Hacker News new | ask | show | jobs
by data-ottawa 28 days ago
Anyone using this yet?

I’m finding it very bad at instruction following vs 3.1. It calls tools it is told shouldn’t, and it loves calling tools. There’s a pretty strong bias towards its training vs system prompt instructions.

Google’s release notes say to reduce unnecessary tool calls by reducing thinking, but that feels like it should be orthogonal to me.

It definitely has improved a few logic things, like in data visualizations it’s better at labelling data, but it’s much worse at preparing data out of the box.

1 comments

Same. Feels very goal oriented.

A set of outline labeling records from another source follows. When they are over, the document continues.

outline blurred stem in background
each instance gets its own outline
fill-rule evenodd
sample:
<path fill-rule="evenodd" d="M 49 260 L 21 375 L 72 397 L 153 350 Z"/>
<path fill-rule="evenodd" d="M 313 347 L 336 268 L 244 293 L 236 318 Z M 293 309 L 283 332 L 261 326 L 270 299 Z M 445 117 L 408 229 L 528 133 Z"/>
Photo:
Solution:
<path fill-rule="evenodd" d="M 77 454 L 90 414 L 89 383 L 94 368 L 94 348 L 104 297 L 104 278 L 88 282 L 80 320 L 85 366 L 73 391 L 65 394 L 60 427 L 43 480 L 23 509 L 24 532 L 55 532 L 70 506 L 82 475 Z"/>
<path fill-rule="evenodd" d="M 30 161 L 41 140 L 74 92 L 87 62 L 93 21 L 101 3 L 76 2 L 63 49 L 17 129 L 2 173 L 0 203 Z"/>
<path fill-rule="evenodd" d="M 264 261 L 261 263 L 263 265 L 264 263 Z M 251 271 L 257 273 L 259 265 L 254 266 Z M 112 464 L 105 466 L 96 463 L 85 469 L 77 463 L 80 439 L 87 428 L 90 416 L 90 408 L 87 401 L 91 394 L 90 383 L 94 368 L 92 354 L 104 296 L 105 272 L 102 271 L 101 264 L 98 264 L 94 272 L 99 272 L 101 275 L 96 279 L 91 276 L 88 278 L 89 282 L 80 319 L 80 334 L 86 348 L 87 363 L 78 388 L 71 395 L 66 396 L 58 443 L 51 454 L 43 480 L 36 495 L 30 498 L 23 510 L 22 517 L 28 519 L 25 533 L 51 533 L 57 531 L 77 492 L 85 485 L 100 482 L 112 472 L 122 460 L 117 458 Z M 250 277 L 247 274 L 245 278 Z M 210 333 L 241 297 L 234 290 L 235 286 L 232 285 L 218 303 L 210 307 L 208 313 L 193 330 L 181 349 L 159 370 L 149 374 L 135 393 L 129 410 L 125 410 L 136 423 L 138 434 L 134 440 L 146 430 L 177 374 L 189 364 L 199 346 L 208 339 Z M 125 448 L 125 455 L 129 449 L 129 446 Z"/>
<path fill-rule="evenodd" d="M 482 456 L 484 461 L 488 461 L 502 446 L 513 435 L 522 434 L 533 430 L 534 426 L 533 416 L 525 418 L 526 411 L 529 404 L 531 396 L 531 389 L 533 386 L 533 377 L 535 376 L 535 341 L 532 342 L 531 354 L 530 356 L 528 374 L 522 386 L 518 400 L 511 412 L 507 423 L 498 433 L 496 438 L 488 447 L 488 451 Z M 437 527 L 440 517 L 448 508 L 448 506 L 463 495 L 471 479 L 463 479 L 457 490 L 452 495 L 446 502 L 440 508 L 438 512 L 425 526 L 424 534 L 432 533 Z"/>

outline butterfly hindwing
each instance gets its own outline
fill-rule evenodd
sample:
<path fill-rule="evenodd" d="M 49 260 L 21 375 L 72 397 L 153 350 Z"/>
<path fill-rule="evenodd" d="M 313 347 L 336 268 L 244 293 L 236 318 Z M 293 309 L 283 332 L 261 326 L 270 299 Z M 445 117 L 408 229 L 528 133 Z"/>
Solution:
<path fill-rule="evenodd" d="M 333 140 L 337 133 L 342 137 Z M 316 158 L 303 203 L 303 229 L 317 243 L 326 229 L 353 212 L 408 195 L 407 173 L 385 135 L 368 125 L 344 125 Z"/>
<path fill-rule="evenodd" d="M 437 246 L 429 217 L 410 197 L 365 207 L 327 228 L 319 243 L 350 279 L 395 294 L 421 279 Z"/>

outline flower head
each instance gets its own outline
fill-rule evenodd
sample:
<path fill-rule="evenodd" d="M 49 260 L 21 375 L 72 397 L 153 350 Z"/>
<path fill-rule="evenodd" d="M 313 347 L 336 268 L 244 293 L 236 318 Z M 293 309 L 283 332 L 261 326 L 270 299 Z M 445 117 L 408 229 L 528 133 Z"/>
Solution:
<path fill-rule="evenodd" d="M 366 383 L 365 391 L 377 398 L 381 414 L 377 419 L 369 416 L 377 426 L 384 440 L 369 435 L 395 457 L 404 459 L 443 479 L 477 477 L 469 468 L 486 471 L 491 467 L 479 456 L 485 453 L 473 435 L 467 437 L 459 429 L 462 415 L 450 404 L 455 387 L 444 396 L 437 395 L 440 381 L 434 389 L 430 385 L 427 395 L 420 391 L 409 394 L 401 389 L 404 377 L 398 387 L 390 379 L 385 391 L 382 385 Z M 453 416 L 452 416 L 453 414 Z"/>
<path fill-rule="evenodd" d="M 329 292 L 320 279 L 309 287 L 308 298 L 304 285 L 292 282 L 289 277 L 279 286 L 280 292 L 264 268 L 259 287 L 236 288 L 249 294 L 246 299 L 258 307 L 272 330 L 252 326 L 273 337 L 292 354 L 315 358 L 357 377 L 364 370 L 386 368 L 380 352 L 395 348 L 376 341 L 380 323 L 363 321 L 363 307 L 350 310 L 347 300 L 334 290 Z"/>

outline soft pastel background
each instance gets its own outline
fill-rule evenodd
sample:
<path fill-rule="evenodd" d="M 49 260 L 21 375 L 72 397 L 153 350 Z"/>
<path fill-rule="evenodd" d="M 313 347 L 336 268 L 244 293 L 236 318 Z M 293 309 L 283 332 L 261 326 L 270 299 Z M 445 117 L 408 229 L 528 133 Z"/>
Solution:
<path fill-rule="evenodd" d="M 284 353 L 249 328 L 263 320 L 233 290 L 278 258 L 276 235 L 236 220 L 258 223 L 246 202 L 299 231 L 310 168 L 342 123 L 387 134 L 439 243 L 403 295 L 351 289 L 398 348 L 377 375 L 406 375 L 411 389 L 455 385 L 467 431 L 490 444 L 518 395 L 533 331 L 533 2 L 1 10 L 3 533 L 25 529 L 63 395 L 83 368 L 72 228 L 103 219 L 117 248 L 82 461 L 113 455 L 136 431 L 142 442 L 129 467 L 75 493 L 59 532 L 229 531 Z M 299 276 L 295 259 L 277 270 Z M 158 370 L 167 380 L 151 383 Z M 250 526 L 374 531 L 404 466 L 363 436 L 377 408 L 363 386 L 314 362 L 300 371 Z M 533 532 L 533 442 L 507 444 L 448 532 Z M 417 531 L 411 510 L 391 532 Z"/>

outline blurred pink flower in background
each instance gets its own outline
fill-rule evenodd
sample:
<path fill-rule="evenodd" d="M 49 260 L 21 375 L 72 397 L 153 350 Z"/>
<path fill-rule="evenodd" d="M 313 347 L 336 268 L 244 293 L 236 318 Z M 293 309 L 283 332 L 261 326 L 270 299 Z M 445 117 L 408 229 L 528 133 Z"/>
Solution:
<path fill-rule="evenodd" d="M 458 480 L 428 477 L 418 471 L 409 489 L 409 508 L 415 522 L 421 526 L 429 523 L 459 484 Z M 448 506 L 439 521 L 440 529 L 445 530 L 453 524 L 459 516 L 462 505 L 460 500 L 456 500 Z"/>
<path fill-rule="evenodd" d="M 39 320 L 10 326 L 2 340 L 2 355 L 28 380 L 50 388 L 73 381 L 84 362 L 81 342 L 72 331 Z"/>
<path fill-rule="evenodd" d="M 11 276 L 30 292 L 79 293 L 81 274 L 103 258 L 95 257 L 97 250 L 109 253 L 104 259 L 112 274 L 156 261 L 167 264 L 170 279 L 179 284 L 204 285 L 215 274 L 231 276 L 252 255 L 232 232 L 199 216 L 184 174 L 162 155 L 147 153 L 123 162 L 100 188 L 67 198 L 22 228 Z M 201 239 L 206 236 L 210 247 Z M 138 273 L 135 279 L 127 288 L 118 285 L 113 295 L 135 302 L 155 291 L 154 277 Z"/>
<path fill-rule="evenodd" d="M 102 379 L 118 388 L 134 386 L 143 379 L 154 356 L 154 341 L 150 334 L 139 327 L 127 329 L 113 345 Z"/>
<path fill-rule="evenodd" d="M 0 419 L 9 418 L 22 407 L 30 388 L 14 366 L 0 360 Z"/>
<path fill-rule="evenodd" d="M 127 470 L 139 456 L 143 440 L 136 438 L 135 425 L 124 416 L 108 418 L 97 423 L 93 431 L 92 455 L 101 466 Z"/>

Requires multiple attempts to deter course and means to achieve it.

On tool use. Gave it interactive design assignment on Antigravity 2. Failed miserably until I asked to use playwright for testing. And boy did it go with it. Tested hell out of visuals, nailed the solution.

On following instruction. Asked Gemini Flash 3.5 to summarize YouTube video (google io developer keynote), a task that would previously be trivial (use ot often), but it kept hallucinating points and referencing io dev keynote blog posts from several years ago. Multiple attempts, same result even on repeat requests. Almost insistent on validity of information provided, ignoring questions if it had such capability.

What thinking level were you using?

In my testing, the minimal thinking mode hallucinated 2/3 times, which is pretty scary. The other modes weren’t as bad. I don’t have comprehensive data though.